Russia has delayed the process by placing a technical hold on the designations, but diplomats say it is simply to give Moscow more time to complete its review of the proposal made by Nigeria to the Security Council al Qaeda sanctions committee.
“We would expect those listings to be approved and they would be sanctioned perhaps by the end of the week or early next week,” said a senior council diplomat, speaking on condition of anonymity.
Once Russia lifts the hold, Shekau and Ansaru would be banned from international travel and have their assets frozen.
Last month, the Security Council al Qaeda sanctions committee blacklisted Boko Haram at the request of Nigeria, following global outrage when the group kidnapped more than 250 girls from a secondary school in remote northeastern Nigeria on April 14.
The Islamist militant group was described in the U.N. listing as an affiliate of al Qaeda and the Organization of al Qaeda in the Islamic Maghreb (AQIM). It is subjected to a travel ban, an asset freeze and an arms embargo.
Boko Haram faction Ansaru, which is blamed for the killing of several Western hostages, is AQIM’s bona fide affiliate in Nigeria, and called itself “al Qaeda in the Land Beyond the Sahara” in a video with a British and Italian hostage in 2011.
Ansaru broke off from Boko Haram in protest at its killing 186 mostly Muslim civilians in the medieval Islamic city of Kano in early 2012.
Shekau is the purported leader of Boko Haram. A year ago, U.S. Secretary of State John Kerry authorized a reward of up to $7 million for information leading to his location.
Boko Haram’s five-year-old insurgency is aimed at reviving a medieval Islamic caliphate in modern Nigeria, whose 170 million people are split about evenly between Christians and Muslims. The group is becoming, by far, the biggest security threat to Africa’s top oil producer.

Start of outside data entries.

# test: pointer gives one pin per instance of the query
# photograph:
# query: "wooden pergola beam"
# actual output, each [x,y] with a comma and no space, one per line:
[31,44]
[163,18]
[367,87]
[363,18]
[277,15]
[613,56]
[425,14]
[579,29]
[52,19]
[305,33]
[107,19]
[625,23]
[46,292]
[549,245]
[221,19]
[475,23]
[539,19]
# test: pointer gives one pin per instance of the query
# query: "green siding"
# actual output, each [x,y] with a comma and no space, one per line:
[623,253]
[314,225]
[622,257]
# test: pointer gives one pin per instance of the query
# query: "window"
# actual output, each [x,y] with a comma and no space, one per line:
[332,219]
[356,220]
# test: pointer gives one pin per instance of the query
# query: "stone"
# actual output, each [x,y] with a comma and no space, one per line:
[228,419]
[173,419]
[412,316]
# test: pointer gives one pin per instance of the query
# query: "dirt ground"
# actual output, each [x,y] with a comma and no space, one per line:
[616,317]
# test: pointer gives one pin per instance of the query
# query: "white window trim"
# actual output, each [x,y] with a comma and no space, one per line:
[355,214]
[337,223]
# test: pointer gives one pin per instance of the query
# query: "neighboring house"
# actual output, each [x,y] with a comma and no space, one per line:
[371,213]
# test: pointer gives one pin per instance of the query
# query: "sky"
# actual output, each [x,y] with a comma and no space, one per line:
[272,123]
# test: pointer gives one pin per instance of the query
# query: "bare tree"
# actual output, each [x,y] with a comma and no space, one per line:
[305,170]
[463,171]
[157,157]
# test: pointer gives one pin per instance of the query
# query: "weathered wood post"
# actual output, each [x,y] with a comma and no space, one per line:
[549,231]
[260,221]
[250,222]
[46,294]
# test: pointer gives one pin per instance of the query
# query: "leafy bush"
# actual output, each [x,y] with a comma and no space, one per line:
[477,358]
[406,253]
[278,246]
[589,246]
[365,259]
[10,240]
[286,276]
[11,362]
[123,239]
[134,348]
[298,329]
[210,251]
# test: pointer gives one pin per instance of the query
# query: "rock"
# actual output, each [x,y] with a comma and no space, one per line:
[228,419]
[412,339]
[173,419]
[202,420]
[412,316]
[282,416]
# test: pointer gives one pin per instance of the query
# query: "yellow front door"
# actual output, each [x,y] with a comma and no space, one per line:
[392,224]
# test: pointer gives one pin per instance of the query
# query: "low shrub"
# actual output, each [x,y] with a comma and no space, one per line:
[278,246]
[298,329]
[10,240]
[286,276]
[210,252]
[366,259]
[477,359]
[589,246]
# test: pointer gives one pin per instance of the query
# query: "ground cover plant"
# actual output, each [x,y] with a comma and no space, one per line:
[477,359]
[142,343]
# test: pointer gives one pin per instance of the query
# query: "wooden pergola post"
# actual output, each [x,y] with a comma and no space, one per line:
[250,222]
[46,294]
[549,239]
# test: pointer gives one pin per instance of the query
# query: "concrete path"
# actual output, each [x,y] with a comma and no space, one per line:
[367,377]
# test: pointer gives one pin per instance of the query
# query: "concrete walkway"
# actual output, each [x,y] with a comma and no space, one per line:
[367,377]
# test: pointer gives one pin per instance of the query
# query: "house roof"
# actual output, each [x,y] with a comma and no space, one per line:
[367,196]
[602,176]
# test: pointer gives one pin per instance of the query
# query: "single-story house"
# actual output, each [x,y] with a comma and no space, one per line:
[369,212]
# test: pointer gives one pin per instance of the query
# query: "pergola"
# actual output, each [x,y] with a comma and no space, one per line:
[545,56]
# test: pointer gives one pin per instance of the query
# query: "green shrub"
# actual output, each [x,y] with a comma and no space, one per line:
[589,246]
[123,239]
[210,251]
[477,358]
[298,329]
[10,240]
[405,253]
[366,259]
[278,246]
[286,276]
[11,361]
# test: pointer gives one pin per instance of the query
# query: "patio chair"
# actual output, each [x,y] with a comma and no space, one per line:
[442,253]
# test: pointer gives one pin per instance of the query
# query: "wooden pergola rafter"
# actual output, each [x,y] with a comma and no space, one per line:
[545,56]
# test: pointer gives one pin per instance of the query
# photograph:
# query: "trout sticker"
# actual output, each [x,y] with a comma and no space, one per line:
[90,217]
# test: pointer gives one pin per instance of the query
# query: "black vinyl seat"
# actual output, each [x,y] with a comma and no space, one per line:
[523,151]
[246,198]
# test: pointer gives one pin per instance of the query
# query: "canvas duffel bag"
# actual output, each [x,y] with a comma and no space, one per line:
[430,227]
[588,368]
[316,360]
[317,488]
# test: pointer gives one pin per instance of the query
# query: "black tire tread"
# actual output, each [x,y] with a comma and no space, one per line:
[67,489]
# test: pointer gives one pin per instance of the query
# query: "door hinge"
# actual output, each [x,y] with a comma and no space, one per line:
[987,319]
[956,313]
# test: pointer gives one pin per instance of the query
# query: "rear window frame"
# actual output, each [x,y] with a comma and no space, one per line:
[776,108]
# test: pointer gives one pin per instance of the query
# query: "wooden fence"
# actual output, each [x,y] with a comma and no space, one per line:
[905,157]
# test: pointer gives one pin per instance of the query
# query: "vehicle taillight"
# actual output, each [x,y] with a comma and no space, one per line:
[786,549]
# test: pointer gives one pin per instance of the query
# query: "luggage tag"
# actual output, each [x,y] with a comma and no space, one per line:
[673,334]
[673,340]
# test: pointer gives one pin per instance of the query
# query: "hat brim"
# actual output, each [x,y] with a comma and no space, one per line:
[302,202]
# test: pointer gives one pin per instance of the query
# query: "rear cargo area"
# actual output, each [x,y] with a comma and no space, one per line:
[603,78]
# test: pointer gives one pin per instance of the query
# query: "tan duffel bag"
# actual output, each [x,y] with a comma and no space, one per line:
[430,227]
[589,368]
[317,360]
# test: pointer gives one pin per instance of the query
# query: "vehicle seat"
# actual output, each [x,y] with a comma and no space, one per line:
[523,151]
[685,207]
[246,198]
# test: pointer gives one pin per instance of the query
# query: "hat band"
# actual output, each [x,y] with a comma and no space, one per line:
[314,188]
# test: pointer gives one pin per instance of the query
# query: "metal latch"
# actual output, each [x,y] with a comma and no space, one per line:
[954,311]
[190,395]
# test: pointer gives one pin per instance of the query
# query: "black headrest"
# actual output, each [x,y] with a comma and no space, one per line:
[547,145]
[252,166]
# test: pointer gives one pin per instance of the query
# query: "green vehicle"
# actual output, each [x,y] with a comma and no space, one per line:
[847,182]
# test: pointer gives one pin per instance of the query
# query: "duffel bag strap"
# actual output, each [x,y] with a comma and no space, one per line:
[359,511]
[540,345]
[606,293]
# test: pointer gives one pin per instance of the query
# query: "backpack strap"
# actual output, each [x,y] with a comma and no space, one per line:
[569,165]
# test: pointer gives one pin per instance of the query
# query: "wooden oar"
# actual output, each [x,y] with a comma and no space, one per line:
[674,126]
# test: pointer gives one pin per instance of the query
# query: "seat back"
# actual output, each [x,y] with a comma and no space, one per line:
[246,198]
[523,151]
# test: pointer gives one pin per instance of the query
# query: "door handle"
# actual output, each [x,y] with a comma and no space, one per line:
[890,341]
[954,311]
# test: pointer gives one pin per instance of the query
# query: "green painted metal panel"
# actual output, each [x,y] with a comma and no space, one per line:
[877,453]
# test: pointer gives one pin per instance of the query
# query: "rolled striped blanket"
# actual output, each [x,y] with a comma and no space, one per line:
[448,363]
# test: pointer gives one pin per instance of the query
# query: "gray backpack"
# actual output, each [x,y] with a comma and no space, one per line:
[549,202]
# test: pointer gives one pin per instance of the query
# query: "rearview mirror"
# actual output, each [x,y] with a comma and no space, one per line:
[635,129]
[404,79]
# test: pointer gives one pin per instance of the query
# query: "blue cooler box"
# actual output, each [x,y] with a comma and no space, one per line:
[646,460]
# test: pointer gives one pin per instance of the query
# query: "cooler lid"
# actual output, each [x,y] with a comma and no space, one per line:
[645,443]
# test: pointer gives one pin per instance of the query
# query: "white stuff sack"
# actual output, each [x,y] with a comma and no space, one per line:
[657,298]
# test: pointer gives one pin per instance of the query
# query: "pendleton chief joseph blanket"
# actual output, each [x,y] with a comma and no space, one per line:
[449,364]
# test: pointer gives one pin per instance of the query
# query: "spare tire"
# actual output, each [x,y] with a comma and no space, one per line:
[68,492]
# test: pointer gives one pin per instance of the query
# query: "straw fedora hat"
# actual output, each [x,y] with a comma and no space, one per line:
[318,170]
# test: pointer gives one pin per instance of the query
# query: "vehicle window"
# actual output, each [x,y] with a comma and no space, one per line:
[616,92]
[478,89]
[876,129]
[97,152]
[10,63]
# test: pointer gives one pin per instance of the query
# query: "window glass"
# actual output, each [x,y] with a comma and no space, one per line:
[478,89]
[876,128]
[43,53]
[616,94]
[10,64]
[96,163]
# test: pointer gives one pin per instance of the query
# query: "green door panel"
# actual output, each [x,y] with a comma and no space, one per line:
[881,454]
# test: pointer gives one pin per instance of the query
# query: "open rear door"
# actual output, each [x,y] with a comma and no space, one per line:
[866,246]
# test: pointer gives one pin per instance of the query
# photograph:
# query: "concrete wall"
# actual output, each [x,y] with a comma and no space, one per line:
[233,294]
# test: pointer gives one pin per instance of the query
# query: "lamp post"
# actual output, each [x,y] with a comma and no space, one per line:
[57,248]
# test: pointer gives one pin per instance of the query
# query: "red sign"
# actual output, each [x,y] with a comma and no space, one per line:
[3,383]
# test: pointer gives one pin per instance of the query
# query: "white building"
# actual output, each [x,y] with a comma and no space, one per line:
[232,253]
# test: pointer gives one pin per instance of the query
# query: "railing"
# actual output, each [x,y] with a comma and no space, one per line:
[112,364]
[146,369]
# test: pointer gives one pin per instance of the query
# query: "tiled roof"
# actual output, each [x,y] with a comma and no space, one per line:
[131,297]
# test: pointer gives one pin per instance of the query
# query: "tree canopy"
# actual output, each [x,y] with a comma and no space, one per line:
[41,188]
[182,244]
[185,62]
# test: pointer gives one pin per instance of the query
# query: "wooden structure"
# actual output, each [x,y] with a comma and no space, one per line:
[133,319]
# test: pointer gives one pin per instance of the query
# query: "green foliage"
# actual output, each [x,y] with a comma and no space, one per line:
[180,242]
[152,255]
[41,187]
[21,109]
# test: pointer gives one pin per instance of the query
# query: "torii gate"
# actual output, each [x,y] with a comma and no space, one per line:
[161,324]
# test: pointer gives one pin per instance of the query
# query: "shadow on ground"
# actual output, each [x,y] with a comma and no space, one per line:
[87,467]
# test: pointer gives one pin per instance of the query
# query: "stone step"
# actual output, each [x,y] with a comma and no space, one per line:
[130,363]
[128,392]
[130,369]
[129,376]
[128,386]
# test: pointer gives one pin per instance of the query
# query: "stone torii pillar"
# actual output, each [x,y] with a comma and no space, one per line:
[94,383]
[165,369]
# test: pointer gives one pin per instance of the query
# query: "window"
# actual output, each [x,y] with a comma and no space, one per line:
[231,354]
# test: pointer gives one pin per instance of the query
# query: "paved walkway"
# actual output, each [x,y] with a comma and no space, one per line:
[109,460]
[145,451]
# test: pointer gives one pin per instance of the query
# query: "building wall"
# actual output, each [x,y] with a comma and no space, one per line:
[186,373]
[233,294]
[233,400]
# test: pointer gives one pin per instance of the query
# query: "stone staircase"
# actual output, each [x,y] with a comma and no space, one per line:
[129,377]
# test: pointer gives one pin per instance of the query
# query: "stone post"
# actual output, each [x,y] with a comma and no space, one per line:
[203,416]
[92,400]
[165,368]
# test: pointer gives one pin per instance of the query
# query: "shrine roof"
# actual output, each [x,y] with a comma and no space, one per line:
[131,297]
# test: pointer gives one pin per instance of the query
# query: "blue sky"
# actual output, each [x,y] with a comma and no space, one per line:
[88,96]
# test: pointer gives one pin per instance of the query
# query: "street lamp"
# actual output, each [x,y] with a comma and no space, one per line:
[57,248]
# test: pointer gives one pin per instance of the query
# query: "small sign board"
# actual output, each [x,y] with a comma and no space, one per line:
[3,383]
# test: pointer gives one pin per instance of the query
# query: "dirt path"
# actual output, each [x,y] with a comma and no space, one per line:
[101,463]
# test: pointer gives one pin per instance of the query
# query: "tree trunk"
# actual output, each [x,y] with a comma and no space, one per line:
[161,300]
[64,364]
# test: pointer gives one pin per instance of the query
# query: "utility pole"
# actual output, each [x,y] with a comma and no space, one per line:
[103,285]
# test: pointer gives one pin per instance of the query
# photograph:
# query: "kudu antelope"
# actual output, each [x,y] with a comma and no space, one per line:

Boko Haram, which in the Hausa language broadly means “Western education is sinful,” is loosely modeled on the Taliban movement in Afghanistan.
Nigeria’s government and army say they are doing all they can to free the schoolgirls, and know where they are being held. They have ruled out exchanging them for militant prisoners and say any bid to force their release could lead to a bloodbath.